At DT Global, learning and innovation are two of our core values. As a company, we are shaped by our desire to constantly learn from our work and use what we learn to adapt future programming and innovate new ideas. Throughout the month of January, we’re highlighting what Learning and Innovation means here at DT Global: why we believe these two elements are crucial to our work, and how we incorporate them into every aspect of our culture and ethos. 

In this installment, Sloan Mann, President for DT Global’s US branch, talks to us about his vision for DT Global as a learning organization and the best ways to infuse a culture of learning and innovation into a company.

 

Tell us about why you felt so strongly that learning needed to be a key component of DT Global’s work?

At its core, I believe that being a learning organization—incorporating learning and applying the lessons we learn—allows DT Global to design and implement more impactful programs. Of course, this is hard work and when things get busy, it’s easier to store the interesting information we gather in silos.
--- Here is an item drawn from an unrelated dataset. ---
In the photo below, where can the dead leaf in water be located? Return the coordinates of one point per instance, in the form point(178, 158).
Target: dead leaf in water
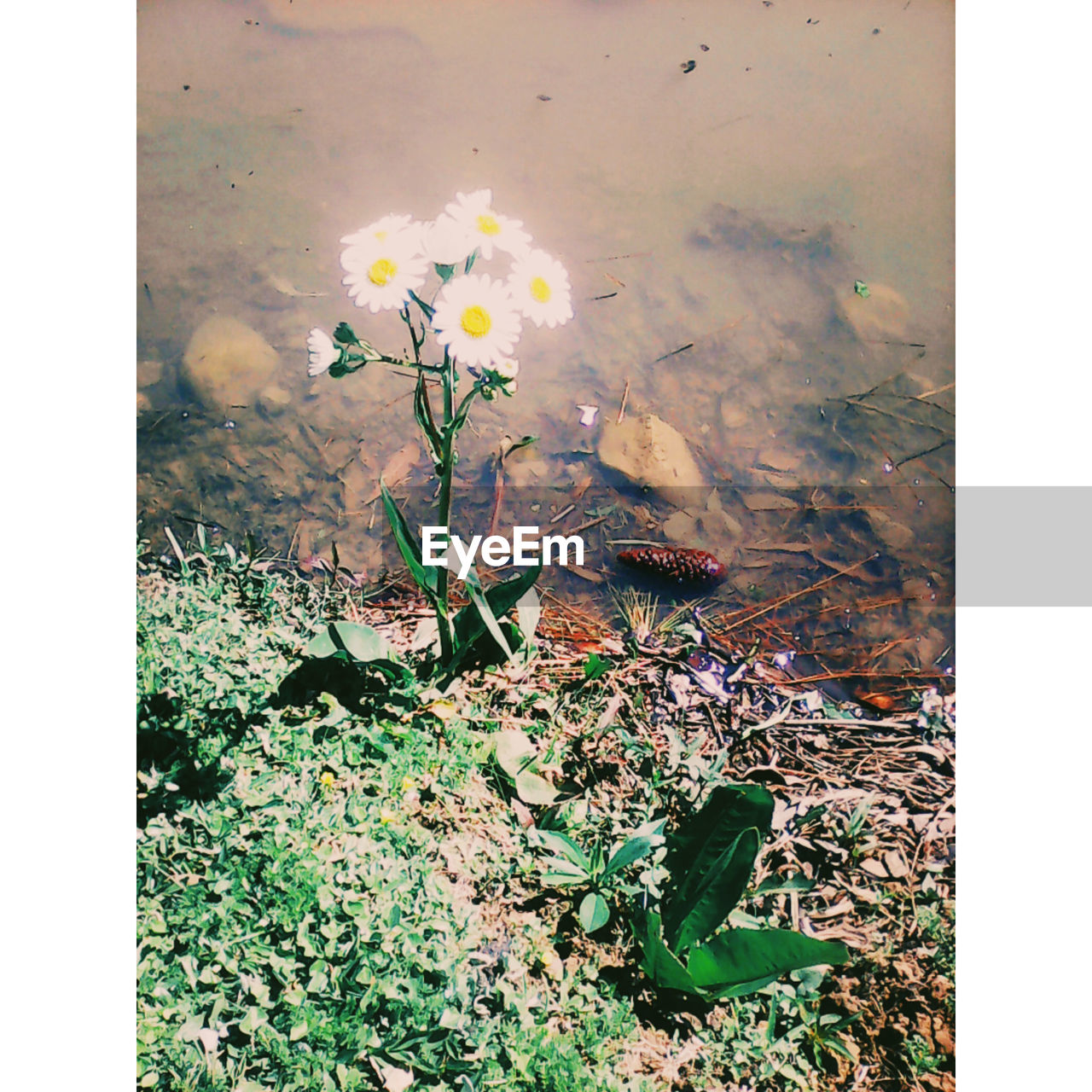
point(782, 547)
point(401, 463)
point(768, 502)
But to implement the kind of high-quality programming that drives true impact, it’s essential that we move beyond these silos to learn from our mistakes and successes alike.

To be really effective as a learning organization, we need to both apply lessons learned from our current programs, and also, be able to capture and apply broader lessons across technical and functional areas. By remaining open to new ideas and new innovations that come from different countries or contexts, we can really grow as an organization. 

A key part of making this learning and adaptation happen is being intentional about it. We need to make it a part of our standard operating procedures so that when we are bidding on new work or implementing existing programs, learning and adaptation is built in. And our application of learning shouldn’t just be programmatic. Lessons can come from operations, finance, or any other department. They can be a tool or kind of technology, or just be how we organize staff or information. I encourage creativity and out-of-the-box thinking.  

You’ve spent significant time working in challenging, post-conflict environments around the world—what’s the most important thing to do to integrate learning in these contexts?

It is undoubtedly difficult to implement learning processes in any environment, especially post-conflict ones. Everyone is busy, and the work is stressful and demanding. I think the way to make learning work in any environment comes back to being intentional about it from the start. It is crucial to make time for strategic reviews and learning pauses on a regular basis, annually or more frequently depending on the program. This needs to be built into the budget at the proposal stage and needs to become second nature for Chiefs of Party and program staff. Every time I’ve done this, the teams invariably find that the time is really well spent, and the program and communities we work with ultimately see the benefit of this effort.

What are some of the best practices that you’ve found work to infuse a culture of learning and innovation into programs and the company as a whole?

Part of my management philosophy rests on integrating certain foundational elements into the core of how we do business and treat each other as colleagues. Two of these elements are trust and respect in your teams, and I think this trust and respect are also key to creating a culture of learning and innovation. To learn and innovate, staff need to feel empowered to bring their ideas forward, and to feel comfortable doing this, we have to create the right culture of trust and respect so that staff feel that that their opinions matter. 

Part of building trust and respect is being very intentional about developing values. For instance, at DT Global we’ve identified civility as a core value that staff are called on to integrate into their work and their relationships with their colleagues. We included all staff, across geographies, into a process to define the values in order to make sure they really speak to our staff. I’ve also spent a lot of time on management, accountability, and leadership work, including leadership training with senior management and Chiefs of Party.

Finally, we’ve made sure that learning and innovation is prioritized in our organizational structure. Our US Learning and Innovation team is led by Jessica Reitz Curtin, our Vice President of Learning and Innovation, who is herself innovative, creative, and thoughtful, and is best positioned to model those ideals in her work with others. Globally, we have a dedicated Learning and Innovation Lab led by Mel Dunn, our Vice President of Strategy and Innovation, based in Australia, who works across geographies and practice areas to solicit new, innovative ideas and bring them to scale across DT Global’s portfolio of programs.

These are all ingredients that go into having an organizational culture in which staff feel empowered and committed to bringing forth ideas and innovations. This culture needs to be part of every layer in the organization. It may take time, but it is crucial.